Richard Bower, one of the core research team members of the Ordered Universe project will be giving a lunchtime seminar today at the Durham University Institute of Advanced Study (1-2 pm in the Seminar Room) Richard is currently a Christopherson Knott Fellow at the Institute, and is exploring comparative cosmologies. He describes his paper today, which includes discussion of Grosseteste’s treatise On Light (c.1225) as follows:
“How old is the Universe? How was it created? What will happen to it in the future? These are questions that are addressed by modern cosmologists, using the “laws of physics” and state-of-the art supercomputers to simulate how the Universe is created. But the questions that we answer are not new, indeed they are probably as old as human consciousness. In my seminar, I’ll focus on the question of the origin of the Universe, and ideas about its perfection. My aim is not so much to present the contemporary answer, but to look at how this picture has changed over the millennia. I’ll present computer simulations the creation of the Universe, contrasting the results derived from Robert Grosseteste’s medieval treatise with the state-of-the-art EAGLE Universe simulation project.

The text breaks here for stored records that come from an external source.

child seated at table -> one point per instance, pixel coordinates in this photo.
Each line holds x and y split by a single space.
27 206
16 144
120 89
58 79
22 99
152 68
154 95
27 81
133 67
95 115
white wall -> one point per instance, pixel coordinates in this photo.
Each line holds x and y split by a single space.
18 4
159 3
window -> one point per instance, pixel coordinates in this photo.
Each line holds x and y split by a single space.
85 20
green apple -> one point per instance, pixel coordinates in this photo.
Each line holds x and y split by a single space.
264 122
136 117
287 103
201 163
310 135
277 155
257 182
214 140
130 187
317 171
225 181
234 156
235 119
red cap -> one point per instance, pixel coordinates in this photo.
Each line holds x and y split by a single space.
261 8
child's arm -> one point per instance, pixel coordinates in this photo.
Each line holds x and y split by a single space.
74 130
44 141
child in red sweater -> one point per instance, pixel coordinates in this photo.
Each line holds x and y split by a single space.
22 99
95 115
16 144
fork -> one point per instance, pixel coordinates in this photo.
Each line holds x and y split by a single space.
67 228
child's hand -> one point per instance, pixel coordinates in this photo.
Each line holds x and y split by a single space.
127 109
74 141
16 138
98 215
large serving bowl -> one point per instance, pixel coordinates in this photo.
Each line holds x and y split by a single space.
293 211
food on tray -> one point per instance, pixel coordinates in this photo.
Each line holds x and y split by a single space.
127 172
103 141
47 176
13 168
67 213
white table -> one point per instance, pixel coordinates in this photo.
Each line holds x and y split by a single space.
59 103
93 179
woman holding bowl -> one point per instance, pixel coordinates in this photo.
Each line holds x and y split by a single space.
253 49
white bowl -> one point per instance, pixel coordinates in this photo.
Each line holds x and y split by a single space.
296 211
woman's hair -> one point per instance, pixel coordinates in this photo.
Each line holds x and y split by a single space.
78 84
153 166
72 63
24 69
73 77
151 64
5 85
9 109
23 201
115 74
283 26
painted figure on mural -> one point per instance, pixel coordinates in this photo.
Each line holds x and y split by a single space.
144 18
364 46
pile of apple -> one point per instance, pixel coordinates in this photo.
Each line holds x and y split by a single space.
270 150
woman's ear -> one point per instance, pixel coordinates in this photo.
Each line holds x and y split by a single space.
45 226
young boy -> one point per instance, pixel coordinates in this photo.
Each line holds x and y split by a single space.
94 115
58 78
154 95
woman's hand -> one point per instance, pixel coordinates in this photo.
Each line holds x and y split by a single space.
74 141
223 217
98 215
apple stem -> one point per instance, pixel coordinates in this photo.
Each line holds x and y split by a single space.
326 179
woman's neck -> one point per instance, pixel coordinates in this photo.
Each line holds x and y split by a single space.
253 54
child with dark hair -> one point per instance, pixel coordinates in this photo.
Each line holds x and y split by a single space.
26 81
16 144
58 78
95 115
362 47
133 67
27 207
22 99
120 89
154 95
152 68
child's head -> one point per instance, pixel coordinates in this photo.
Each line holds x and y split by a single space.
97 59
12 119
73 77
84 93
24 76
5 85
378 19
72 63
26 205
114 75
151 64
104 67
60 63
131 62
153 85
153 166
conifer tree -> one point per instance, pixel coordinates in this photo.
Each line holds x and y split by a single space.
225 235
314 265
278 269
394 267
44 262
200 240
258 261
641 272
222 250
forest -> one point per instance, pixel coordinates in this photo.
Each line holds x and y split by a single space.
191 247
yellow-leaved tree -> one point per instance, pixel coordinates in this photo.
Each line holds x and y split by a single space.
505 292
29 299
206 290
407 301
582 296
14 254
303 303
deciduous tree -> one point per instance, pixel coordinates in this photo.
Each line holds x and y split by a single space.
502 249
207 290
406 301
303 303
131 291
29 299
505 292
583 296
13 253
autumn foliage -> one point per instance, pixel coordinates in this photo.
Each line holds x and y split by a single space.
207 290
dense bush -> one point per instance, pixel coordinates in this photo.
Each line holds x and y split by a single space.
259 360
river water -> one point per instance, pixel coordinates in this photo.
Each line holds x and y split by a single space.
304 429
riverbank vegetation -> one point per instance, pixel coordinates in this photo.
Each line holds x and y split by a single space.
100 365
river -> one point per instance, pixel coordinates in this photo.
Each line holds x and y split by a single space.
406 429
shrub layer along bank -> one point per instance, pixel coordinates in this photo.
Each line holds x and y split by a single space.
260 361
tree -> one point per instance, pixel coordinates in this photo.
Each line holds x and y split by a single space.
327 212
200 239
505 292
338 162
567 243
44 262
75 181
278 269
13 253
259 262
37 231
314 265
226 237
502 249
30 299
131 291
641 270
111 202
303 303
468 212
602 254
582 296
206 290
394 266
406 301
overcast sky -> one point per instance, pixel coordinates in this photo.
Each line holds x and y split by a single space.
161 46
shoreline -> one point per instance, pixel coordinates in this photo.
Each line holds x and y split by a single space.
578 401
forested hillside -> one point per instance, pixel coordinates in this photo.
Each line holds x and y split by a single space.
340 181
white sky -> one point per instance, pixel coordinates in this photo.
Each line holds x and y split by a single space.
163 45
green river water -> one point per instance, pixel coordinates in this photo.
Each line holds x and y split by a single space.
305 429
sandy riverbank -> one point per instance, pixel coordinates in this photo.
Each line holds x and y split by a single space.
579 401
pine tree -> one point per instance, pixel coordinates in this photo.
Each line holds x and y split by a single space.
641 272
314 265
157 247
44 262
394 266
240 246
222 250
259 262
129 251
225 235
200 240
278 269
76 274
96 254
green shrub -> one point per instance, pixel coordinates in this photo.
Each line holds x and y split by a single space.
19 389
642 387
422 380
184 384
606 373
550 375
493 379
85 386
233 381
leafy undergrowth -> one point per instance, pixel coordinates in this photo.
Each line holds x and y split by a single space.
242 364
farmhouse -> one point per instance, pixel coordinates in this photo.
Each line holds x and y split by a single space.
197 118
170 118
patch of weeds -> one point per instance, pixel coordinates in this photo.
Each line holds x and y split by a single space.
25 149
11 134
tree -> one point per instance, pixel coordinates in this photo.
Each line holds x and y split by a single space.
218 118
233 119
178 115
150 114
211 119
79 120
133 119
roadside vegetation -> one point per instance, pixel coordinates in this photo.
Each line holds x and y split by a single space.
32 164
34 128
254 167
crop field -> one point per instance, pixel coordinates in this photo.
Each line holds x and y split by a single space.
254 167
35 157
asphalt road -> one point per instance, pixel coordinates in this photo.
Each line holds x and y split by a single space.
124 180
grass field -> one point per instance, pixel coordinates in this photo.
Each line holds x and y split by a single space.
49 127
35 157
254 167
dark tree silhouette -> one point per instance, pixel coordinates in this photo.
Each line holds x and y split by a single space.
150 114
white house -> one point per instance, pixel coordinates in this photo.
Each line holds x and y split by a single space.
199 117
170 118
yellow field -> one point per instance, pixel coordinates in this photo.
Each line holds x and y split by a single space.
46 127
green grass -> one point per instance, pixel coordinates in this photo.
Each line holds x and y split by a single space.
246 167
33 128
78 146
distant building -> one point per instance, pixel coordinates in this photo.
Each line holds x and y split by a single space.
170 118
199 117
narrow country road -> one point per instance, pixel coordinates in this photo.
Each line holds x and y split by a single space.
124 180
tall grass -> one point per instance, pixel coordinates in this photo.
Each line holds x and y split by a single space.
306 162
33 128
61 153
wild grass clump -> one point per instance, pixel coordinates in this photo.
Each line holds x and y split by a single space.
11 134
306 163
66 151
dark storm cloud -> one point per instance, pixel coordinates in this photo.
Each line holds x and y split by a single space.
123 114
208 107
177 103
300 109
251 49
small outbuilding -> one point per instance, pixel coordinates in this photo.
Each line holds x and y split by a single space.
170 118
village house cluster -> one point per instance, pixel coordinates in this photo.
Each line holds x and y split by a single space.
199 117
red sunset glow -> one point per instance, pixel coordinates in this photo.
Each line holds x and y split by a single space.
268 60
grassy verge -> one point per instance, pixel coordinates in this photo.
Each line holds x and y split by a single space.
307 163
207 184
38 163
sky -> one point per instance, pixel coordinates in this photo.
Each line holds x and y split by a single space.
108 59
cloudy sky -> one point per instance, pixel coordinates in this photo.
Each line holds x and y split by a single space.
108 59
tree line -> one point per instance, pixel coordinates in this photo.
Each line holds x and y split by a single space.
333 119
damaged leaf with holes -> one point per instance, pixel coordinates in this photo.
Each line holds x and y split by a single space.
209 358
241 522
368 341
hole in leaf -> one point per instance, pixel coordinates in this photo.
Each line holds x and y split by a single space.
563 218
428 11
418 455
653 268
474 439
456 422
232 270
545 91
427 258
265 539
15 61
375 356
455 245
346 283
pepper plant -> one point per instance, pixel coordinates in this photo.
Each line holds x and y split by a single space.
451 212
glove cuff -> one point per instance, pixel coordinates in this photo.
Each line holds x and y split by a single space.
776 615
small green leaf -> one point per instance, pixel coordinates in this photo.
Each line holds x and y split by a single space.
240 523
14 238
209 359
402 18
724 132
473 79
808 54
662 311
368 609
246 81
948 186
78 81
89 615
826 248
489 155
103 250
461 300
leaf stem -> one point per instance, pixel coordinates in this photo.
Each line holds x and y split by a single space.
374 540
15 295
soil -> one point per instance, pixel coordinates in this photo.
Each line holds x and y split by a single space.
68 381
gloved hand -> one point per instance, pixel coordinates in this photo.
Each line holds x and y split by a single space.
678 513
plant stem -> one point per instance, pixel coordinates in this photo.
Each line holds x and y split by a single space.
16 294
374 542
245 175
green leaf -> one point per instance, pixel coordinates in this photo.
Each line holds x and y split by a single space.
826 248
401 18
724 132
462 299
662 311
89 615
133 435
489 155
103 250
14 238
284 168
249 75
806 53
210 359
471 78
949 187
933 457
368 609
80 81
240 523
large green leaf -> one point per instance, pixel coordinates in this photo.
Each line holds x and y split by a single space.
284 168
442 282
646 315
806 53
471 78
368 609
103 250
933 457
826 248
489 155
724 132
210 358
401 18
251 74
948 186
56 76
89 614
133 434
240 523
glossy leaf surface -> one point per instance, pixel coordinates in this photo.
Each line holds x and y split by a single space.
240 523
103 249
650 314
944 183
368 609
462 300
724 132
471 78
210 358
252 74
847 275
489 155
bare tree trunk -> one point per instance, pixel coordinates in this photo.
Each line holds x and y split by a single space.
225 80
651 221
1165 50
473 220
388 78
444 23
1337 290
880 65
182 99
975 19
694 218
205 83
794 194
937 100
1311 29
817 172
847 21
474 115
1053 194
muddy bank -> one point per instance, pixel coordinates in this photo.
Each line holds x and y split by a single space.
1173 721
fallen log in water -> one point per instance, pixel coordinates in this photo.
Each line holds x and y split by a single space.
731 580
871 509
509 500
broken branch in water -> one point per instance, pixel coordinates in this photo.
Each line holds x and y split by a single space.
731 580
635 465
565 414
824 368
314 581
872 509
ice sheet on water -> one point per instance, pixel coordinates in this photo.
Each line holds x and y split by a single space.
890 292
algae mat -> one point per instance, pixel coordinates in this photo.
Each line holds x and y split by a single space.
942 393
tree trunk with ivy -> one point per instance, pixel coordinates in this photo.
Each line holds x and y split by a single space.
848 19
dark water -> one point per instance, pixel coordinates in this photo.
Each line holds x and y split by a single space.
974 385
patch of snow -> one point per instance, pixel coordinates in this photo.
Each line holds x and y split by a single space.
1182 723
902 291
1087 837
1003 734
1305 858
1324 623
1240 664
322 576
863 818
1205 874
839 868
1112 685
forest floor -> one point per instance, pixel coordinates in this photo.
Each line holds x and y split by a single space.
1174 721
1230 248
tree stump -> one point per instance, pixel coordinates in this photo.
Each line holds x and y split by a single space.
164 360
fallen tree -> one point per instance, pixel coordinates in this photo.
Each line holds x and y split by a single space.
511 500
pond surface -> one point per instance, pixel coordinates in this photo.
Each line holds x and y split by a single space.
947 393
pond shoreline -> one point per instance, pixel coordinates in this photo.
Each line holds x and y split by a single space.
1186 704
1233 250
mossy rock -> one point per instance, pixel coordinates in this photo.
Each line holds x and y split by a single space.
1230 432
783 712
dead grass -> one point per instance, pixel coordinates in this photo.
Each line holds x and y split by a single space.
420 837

Places are limited for the seminar, and full details are available on the IAS website. The treatise On Light is in itself an hommage to ancient cosmologies, Aristotelian, Platonic, Ptolemaic, as well as the additions to that tradition by early medieval Islamic astronomy and the writings of the Hispanic-Jewish scholar Solomon ibn-Gabirol who died in the mid-11th century. More will follow soon from Richard on his fellowship and the history of the history of the universe!